Different strokes

April 7, 2016

Robotic research aims to help kids with early brain injuries

Perinatal stroke researchers Dr. Adam Kirton, left, and Andrea Kuczynski watch as 12-year-old Max Challoner takes part in a study using the KINARM robotic device to assess position sense in children with early brain injuries at Foothills Medical Centre. Max’s contribution may help to develop personalized rehabilitation therapies.

Story by Greg Harris; photo by Paul Rotzinger

CALGARY — It’s not very often you can do your part for medical science by playing video games while strapped into a robotic device that measures your responses.

Yet this is the reality for 12-year-old Max Challoner, who suffered a stroke around the time he was born that left him with mild physical impairments on his right side.

Max recently took part in a Calgary study that used the robotic technology to study deficits in position sense — otherwise known as proprioception — in children who’ve had a perinatal stroke. Researchers hope their findings will lay the groundwork for developing new therapies for children with early brain injuries.

“It feels good to know you’re doing something that could one day help out other kids,” Max says of his role in the research.

Max’s mom, Wendy Saunders, adds: “Getting involved in the research has helped us learn more about some of the issues surrounding perinatal stroke. The possibility that this could one day lead to tailored treatments for Max and other kids is quite exciting.”

It’s believed this is the first time that anyone has used this technology to study deficits in position sense in children who have had a perinatal stroke, which often results in cerebral palsy.

Position sense can be described as your unconscious perception of where your body is while in motion or at rest; for instance, closing your eyes and touching your nose requires position sense.

“Most of the research and therapeutic focus has targeted motor deficits in an effort to help children improve their physical abilities,” says Dr. Adam Kirton, an Alberta Health Services (AHS) specialist in perinatal stroke and the senior researcher on the study.

“Measuring deficits in position sense will create a fuller picture of each patient’s condition. Armed with that information, it might be possible to develop personalized rehabilitation therapies that are more effective than what we have now,” says Kirton, who’s also an associate professor at the University of Calgary’s Cumming School of Medicine in the departments of pediatrics and clinical neurosciences, as well as a member of the Alberta Children’s Hospital Research Institute.

About 1,000 Alberta children are currently living with the after-effects of perinatal stroke. The perinatal period extends from the 20th week of gestation to shortly after birth. There are different types of perinatal stroke that cause different brain injuries. Cerebral palsy is often a secondary outcome that affects muscle movement and motor skills.

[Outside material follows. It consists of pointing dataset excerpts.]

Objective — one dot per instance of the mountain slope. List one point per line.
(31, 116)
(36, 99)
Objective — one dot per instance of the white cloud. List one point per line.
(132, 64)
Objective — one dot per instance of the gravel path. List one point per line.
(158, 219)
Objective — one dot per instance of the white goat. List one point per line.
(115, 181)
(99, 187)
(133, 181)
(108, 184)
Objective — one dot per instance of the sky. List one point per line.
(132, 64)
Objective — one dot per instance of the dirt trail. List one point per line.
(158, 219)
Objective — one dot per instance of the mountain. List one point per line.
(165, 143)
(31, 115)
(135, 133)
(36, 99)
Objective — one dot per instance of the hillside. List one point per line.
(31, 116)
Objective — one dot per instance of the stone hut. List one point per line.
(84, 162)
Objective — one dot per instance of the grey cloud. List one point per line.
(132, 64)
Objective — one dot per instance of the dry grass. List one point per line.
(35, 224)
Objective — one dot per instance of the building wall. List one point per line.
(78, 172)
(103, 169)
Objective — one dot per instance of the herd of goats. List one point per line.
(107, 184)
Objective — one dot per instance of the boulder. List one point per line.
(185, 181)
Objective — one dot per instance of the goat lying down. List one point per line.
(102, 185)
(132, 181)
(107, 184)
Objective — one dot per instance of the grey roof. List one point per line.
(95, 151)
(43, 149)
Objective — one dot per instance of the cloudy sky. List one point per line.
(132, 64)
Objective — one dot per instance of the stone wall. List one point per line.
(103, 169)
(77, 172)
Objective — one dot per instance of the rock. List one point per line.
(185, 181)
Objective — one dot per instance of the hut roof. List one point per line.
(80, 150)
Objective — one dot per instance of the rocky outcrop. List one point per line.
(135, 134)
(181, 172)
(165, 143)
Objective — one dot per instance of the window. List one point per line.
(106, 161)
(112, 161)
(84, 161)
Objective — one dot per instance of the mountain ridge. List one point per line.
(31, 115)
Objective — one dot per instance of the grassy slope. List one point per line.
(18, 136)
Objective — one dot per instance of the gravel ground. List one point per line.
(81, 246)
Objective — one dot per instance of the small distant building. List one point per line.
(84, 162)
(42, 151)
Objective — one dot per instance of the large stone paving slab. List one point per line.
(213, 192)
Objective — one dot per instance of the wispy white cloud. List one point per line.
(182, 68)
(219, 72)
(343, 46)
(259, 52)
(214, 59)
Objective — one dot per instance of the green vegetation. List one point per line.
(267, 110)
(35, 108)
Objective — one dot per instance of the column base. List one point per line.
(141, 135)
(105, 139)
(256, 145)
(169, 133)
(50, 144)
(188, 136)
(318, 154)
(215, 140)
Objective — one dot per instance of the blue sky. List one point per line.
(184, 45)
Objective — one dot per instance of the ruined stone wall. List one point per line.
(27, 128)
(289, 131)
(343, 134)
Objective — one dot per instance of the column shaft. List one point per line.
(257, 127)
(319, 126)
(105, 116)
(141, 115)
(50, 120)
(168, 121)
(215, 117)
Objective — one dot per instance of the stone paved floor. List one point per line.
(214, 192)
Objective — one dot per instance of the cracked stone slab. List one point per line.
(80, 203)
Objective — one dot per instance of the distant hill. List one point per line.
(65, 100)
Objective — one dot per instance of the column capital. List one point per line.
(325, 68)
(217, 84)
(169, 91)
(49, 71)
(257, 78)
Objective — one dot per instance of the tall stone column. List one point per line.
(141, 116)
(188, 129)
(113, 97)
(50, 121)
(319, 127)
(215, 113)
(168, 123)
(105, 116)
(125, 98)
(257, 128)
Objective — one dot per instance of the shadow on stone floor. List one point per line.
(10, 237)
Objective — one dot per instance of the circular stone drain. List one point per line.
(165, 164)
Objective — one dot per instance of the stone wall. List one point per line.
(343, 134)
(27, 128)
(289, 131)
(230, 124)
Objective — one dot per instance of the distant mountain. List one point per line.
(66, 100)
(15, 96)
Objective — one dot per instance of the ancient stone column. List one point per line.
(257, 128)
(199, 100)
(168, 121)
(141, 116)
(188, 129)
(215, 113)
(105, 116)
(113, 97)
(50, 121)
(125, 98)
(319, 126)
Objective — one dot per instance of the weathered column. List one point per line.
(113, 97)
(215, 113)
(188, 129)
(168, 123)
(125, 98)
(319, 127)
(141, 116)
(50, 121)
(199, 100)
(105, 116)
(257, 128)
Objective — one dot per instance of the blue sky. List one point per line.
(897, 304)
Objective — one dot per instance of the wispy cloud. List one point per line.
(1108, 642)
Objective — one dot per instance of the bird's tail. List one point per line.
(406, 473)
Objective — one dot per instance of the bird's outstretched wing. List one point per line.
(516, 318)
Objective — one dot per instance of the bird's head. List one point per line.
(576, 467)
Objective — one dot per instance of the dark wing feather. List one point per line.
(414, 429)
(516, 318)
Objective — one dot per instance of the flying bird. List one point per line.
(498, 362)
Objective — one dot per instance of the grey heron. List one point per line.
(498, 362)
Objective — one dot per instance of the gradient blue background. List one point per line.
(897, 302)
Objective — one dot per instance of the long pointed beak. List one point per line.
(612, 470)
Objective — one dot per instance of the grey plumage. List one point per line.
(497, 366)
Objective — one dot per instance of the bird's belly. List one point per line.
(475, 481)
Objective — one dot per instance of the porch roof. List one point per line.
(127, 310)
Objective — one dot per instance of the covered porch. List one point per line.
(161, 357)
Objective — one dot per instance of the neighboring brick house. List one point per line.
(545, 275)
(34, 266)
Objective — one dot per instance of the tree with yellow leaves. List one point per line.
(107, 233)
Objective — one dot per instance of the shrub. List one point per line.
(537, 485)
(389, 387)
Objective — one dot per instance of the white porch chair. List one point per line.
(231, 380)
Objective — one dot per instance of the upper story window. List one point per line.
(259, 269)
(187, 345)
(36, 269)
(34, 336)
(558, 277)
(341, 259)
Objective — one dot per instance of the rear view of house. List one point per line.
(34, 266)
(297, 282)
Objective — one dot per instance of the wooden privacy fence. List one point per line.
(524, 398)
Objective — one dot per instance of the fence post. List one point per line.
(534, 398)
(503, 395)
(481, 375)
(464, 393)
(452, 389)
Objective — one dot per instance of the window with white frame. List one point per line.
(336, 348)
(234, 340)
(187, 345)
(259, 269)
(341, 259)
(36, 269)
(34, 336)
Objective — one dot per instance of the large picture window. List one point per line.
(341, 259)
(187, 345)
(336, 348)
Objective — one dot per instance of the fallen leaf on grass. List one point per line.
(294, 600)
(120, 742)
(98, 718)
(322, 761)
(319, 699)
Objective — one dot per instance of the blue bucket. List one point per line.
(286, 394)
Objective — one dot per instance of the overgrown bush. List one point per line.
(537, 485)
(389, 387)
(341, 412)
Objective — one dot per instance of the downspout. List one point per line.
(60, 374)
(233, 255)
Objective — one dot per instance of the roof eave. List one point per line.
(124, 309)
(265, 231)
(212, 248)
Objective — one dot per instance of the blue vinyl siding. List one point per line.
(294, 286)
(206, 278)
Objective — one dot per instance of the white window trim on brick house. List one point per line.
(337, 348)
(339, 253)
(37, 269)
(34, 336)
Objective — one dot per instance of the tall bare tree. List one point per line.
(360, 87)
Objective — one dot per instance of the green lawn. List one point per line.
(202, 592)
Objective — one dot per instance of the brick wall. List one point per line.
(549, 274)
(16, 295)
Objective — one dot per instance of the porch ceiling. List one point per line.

“Someone whose position sense has been affected might have difficulty knowing where their hand or arm is in space, adding to their difficulty in using their affected, weaker limb,” says Dr. Kirton. “We can try to make a hand stronger but, if your brain doesn’t know where the hand is, this may not translate into meaningful function in daily life.”

Andrea Kuczynski, a PhD candidate with the University of Calgary, has led the ongoing research using the KINARM (Kinesiological Instrument for Normal and Altered Reaching Movements) robotic device at the Foothills Medical Centre.

Kuczynski tested 40 children who had a perinatal stroke and compared their results with those of a healthy control group. Children sat in the KINARM with their arms supported by the exoskeleton, which measured movement as they played video games and completed various tasks.

All the children also underwent magnetic resonance imaging, which gives researchers detailed pictures of brain structure. This allows researchers to describe the differences in major sensory and motor tracks in the brain, and how this might relate to function.

“Without technology like this, it’s next to impossible to objectively measure position sense,” says Kuczynski.

“In the future, the KINARM could be used as a tool for rehabilitation. Once we have an understanding of how an individual’s position sense has been affected, we can begin to focus and personalize rehabilitation.”